Adapun peruntukannya, lanjut Bambang, yaitu untuk kepentingan perhutanan sosial, penataan kawasan hutan dalam rangka pengukuhan kawasan hutan, penggunaan kawasan hutan, rehabilitasi hutan, perlindungan hutan, dan pemanfaatan jasa lingkungan yang menjadi kewenangan pemerintah pusat.
"KHDPK dengan instrumen rehabilitasi diharapkan bisa mengatasi 46 persen lahan kritis di Pulau Jawa," kata dia.
Ia yakin proses identifikasi lapangan yang semakin baik akan mampu menjamin perlindungan ekologis hutan di Pulau Jawa secara terukur dan terintegrasi. Pelibatan sebanyak mungkin masyarakat desa di sekitar hutan juga diharapkan mampu mengakselerasi fungsi pelestarian lingkungan secara berkelanjutan.
Saat ini pemerintah juga tengah mempersiapkan penyusunan Peraturan Menteri LHK untuk mengakomodasi dinamika dan fakta di lapangan dalam bentuk pedoman untuk KHDPK.
Menyangkut keresahan sebagian karyawan Perhutani dengan adanya SK KHDPK ini, Bambang menyatakan KLHK telah memikirkannya.

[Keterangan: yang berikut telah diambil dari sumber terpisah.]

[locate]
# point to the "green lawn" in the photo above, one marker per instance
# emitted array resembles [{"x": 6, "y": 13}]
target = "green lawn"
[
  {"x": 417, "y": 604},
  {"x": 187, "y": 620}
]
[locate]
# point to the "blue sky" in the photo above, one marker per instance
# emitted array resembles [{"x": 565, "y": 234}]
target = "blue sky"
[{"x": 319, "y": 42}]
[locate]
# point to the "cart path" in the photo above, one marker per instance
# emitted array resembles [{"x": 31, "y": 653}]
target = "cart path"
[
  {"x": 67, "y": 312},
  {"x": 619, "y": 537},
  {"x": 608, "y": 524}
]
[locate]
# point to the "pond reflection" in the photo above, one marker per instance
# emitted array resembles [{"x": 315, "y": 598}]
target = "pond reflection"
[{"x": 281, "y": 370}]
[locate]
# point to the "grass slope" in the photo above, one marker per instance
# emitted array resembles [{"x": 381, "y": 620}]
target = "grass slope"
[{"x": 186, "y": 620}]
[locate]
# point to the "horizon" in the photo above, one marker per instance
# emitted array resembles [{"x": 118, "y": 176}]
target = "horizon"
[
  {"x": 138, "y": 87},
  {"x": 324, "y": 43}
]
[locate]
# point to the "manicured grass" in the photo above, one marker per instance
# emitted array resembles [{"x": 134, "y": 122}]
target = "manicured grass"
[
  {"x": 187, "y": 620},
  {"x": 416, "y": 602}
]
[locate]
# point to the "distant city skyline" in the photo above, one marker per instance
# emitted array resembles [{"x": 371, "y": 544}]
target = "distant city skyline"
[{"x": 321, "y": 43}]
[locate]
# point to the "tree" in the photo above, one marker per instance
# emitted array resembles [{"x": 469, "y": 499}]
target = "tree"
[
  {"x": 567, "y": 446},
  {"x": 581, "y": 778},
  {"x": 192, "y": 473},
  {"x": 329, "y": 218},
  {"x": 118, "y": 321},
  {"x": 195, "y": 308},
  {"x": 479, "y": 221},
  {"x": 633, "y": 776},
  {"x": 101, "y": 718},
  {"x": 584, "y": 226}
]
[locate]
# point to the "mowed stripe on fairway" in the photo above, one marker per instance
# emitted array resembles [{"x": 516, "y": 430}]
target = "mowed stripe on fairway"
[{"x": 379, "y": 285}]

Menurutnya, karyawan Perhutani akan bertransformasi menjadi pendamping Perhutanan Sosial dengan pengembangan kompetensi melalui learning management system.
Baca: Beragam Cara KLHK Tekan Sampah Laut Indonesia
Webinar Pesona ini menghadirkan narasumber, yaitu Direktur Pengembangan Usaha Perhutanan Sosial (PUPS) Catur Endah Prasetiani; Kepala Balai PSKL Wilayah Jawa Bali dan Nusa Tenggara (Jabalnusra) Ojom Somantri; dan Ketua KTH Sumber Makmur Abdi (Sumadi) Gus Nur Hidayat. Seminar dimoderatori oleh Anggota Tim Penggerak Perhutanan Sosial, Swary Utami Dewi.